Fino a quel momento il gioco di menzogne che aveva legato in un nodo stretto i quattro personaggi, li aveva anche tenuti irreparabilmente divisi, ognuno confinato nella propria versione della realtà. Inoue ci presenta queste versioni
una dopo l’altra, ordinatamente, inserendole in una struttura di assoluta semplicità: un prologo, dove una poesia, ispirata all’immagine solitaria di un cacciatore, assume il ruolo di involontario detonatore della vicenda, tre lettere nelle quali il complicato disegno di quattro vite affiora progressivamente, e infine una breve conclusione nella quale il narratore ricompone la vicenda sigillandola nel cerchio di una solitudine senza scampo.

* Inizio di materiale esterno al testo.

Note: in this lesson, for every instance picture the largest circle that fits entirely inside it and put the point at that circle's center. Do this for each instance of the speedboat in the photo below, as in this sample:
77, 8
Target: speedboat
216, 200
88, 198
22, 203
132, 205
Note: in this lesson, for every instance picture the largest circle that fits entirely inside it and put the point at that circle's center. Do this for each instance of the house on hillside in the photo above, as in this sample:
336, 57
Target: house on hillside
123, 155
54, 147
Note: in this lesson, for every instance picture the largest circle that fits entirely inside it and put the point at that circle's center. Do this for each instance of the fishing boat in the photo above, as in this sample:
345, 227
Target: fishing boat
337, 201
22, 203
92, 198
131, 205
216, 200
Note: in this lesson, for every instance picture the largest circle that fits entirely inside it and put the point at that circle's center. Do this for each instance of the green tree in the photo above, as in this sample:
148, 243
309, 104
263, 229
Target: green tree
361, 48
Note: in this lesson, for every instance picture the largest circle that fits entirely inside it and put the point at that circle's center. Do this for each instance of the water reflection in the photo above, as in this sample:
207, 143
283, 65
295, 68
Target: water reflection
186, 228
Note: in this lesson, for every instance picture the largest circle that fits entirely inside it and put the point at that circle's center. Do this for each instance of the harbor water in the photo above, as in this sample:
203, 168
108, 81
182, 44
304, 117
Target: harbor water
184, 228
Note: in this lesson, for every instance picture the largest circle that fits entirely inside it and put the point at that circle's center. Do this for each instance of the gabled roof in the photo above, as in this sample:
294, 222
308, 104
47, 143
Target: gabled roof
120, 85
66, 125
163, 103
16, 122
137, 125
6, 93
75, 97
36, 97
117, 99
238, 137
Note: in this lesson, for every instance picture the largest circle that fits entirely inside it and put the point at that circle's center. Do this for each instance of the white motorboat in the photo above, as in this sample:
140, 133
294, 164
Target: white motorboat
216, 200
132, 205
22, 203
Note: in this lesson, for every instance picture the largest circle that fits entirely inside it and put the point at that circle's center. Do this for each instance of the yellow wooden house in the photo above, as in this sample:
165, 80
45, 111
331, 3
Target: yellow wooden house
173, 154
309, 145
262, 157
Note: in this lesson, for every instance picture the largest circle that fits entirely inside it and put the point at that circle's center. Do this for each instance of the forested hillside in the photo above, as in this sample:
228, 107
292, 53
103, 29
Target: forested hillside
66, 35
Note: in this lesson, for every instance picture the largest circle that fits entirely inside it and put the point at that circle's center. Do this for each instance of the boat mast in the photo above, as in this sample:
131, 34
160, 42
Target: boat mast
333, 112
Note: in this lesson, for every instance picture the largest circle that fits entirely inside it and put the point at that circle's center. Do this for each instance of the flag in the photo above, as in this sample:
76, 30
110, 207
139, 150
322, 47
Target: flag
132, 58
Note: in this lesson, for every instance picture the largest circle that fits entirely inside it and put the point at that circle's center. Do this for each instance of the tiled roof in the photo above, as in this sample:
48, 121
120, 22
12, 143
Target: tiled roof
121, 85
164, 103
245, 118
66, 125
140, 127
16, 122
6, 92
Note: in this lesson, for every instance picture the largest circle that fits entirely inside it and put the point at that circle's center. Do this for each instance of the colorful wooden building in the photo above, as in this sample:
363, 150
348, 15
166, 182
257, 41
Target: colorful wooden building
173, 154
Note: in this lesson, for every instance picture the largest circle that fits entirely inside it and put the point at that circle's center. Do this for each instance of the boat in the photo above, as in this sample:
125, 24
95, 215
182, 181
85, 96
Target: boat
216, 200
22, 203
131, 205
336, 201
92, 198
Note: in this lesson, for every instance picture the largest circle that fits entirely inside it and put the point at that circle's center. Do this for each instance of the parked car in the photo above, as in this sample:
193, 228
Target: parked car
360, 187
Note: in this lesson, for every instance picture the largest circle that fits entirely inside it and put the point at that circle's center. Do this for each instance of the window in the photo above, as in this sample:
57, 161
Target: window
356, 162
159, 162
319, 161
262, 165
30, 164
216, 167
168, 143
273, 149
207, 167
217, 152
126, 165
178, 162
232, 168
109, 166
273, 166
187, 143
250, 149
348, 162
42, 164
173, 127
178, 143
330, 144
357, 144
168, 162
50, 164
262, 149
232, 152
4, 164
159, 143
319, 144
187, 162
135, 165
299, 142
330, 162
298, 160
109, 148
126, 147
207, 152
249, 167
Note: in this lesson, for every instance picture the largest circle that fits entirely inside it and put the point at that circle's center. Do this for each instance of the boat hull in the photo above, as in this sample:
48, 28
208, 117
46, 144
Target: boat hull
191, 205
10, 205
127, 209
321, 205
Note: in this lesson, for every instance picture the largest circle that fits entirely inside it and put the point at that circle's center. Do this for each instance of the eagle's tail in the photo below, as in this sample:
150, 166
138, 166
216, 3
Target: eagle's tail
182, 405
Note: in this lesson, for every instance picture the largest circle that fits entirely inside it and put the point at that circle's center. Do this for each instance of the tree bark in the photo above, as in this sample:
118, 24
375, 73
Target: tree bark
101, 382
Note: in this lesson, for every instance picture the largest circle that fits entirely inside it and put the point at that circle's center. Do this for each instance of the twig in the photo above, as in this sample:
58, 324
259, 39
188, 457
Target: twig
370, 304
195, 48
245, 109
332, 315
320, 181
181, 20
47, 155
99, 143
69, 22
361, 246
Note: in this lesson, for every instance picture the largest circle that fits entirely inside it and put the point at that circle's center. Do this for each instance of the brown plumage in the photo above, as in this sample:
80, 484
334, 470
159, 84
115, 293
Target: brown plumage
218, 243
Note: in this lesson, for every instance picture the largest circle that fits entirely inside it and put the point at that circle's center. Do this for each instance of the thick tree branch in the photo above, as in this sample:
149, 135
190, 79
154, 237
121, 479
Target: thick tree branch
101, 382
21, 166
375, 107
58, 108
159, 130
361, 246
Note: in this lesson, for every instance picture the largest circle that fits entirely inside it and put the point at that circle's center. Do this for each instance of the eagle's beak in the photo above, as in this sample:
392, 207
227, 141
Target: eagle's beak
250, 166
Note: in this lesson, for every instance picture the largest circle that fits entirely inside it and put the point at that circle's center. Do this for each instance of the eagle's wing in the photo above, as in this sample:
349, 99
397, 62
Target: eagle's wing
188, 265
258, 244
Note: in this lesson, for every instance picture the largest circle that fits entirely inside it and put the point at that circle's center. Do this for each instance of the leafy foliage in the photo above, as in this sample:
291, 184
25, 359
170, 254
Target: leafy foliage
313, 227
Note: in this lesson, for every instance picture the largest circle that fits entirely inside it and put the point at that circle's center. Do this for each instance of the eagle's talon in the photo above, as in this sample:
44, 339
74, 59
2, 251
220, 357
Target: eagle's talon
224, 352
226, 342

Quando nel romanzo la rivelazione si fa strada, il momentaneo scompiglio è subito ricomposto da un suicidio che si direbbe compiuto, più che per pareggiare i conti con la coscienza, per un religioso rispetto delle forme, o forse anche per la consapevolezza che vivere la propria storia d’amore alla luce della verità non potrà mai eguagliare il piacere, l’intensità di una passione coltivata nell’ombra del tradimento. Con uno dei tanti giochi di simmetria che percorrono in filigrana le pagine, la lettera d’addio di Saiko giunge tra le mani di Josuke insieme a quelle di Shoko e di Midori. Tre rivelazioni che messe insieme dovrebbero comporre ai suoi occhi il quadro di una verità finalmente completa, ma è una verità che non prelude a nessuna liberazione. Un destino di solitudine e dolore incombe su Josuke, come se il fucile da caccia, che nella scena più drammatica del libro aveva tenuto puntato sulla schiena della moglie per un tempo interminabile, puntasse adesso verso di lui senza colpirlo, in una condanna dilazionata all’infinito.